Today’s workforce is more mobile than ever before. Employees often desire to work remotely and easily communicate with other colleagues and agencies to gain rapid access to information in the field. At the same time, governments need to have the ability to protect data and its systems from the ever-evolving cybersecurity threats, while also complying with regulatory requirements. New devices and systems can help bridge the gap, but only if they are integrated efficiently to properly work for your city or agency. The modern-day office isn’t just one building—its digital.

“The digital economy is going full-throttle,” says VMware CEO Pat Gelsinger, “(successful businesses) are using software to invent new products and services, and even create new business models.” For governments, this can mean mobilizing services, envisioning new digital constituent experiences and utilizing the cloud to collect and manage data. But taking full advantage of these new technologies is a big job. It can require a complete rethinking of your tech mentality, strategic shifts in the way you deliver services to constituents, and modernizing legacy IT systems from the ground up. Unfortunately, due to the nature of federal, state, and local government there is no one-size-fits-all approach.With the right partner, however, there are viable solutions.

The City of Avondale, Arizona, partnered with VMware to rethink its disaster preparedness. Avondale is a full-service municipality, providing police, fire, public works and utilities. They needed to ensure services and information would always be available to constituents, especially a worst-case scenario. Their new networks needed to be safe from cybersecurity threats, and cost-effective. VMware worked with the city to provide a cloud-based solution that worked with Avondale’s existing infrastructure, with minimal operating cost.

Similarly, the California Natural Resource Agency had dozens of different, independently-operating IT shops. These shops were not operating as effectively as they could be. VMware worked with the agency to automate services, create a private cloud infrastructure that worked for all shops and turn their IT approach from a reactive mindset to a proactive one. This enabled the agency to better determine costs, set more effective prices and extend services. The efforts made IT an indispensable part of their service-delivery process.

There is no need to reinvent the wheel—the new technologies governments need to bring government into the modern era are already out there. It is just a matter of making them work for your agency. Cloud computing, integration of legacy application sets into a service model, Office 365, Google for Government and other products can help agencies collect more data, improve access and security, make better decisions and cut costs.

VMware’s technical strategist Christopher Reed says “Striving to be a service provider is not enough!

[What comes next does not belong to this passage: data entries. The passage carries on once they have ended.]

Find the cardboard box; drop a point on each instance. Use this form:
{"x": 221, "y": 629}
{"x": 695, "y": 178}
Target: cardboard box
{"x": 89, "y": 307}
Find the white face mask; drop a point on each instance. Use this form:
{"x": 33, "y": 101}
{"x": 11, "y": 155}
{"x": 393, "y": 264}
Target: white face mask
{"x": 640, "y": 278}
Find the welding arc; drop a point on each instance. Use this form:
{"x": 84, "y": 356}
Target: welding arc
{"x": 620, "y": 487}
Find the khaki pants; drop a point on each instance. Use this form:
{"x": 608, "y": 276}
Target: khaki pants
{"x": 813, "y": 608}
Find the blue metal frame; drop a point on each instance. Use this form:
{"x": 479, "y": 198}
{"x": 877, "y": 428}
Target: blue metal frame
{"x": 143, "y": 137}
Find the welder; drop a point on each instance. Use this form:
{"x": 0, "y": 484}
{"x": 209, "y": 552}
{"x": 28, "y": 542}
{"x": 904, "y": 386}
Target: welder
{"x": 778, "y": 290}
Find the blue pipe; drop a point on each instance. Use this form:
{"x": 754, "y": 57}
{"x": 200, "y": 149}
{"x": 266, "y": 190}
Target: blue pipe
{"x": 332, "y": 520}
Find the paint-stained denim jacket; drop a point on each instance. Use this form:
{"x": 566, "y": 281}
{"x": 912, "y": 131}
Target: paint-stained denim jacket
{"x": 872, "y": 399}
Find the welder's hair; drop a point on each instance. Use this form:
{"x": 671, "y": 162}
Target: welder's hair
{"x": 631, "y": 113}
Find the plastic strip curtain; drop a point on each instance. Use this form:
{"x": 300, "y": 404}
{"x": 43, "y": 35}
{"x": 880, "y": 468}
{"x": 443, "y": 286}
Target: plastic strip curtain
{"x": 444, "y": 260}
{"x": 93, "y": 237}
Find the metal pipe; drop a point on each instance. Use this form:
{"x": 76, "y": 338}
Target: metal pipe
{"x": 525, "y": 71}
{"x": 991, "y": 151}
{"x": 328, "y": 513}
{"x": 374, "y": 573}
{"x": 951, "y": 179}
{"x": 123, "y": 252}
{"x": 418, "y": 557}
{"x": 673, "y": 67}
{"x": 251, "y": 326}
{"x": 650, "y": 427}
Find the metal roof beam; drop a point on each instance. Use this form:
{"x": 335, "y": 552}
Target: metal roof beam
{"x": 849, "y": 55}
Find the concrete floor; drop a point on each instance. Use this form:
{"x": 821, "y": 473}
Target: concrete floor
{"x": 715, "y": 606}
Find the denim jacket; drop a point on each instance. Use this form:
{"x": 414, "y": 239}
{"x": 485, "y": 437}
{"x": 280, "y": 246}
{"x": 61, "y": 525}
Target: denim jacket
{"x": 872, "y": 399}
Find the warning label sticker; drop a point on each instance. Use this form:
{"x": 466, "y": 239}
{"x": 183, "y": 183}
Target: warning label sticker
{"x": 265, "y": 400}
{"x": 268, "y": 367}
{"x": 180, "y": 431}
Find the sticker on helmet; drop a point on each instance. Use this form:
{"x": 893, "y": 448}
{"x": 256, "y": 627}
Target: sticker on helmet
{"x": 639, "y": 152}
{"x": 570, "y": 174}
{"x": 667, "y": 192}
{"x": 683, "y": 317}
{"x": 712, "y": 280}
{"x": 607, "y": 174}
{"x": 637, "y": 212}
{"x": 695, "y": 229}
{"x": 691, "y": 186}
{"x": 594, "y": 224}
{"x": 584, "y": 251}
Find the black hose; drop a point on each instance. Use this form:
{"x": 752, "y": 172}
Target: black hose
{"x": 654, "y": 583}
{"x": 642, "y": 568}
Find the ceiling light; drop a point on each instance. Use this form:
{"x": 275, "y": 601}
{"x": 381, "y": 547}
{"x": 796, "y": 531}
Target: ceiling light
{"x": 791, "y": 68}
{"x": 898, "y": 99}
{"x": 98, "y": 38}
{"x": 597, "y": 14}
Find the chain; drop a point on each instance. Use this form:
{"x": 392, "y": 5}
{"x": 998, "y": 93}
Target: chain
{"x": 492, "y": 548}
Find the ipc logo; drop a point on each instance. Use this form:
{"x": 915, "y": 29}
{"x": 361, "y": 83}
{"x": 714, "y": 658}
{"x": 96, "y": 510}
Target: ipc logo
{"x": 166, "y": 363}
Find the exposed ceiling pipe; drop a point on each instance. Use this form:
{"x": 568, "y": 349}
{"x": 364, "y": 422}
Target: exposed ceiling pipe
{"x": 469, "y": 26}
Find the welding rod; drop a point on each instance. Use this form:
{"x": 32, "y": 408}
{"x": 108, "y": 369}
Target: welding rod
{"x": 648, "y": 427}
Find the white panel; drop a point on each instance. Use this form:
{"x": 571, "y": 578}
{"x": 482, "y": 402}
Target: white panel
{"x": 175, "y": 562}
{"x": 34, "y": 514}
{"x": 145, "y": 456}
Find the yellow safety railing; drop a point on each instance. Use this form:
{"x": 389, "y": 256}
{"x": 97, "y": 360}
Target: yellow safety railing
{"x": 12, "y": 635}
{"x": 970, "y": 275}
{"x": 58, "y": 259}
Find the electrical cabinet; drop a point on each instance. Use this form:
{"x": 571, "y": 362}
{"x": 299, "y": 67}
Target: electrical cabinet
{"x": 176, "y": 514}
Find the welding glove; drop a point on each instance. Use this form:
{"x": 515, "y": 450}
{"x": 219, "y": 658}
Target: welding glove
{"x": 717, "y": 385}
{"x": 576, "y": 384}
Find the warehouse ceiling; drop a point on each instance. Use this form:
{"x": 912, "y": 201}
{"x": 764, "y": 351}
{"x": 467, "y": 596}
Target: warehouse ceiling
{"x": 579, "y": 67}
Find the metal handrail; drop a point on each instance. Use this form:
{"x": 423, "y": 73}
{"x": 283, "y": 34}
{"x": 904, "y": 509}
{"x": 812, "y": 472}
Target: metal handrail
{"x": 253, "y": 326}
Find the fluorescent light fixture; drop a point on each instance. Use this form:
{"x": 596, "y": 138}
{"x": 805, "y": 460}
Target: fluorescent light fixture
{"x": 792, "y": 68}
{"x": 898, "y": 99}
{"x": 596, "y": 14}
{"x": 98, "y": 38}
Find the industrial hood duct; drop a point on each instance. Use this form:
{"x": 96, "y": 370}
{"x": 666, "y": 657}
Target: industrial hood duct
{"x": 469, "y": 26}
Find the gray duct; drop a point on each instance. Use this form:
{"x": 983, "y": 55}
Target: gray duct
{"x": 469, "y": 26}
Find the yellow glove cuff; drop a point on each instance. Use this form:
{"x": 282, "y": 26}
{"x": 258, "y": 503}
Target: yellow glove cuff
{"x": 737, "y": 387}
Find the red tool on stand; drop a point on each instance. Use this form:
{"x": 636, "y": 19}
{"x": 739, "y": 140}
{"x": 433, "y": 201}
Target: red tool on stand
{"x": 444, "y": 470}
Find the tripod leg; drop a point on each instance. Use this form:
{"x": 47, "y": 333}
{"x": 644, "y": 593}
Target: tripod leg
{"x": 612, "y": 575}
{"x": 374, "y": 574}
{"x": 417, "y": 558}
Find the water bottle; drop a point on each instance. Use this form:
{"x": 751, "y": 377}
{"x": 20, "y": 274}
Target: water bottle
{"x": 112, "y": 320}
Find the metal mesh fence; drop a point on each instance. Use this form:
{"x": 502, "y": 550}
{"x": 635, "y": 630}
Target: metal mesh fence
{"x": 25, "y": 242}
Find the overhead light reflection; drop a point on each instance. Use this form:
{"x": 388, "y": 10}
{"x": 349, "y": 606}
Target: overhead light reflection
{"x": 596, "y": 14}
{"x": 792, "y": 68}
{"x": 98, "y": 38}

You must become a service broker!" Modern tools like VMware's Workspace One integrate legacy services and applications with the latest in cloud computing and hybrid service models, combining solutions for productivity, mobility, logistics and more into one platform. "The future for a government technologist is having a platform that enables you to broker it all into a true digital workspace," says Reed.

With the right strategy and a strong foundation, such a goal isn’t so far-fetched.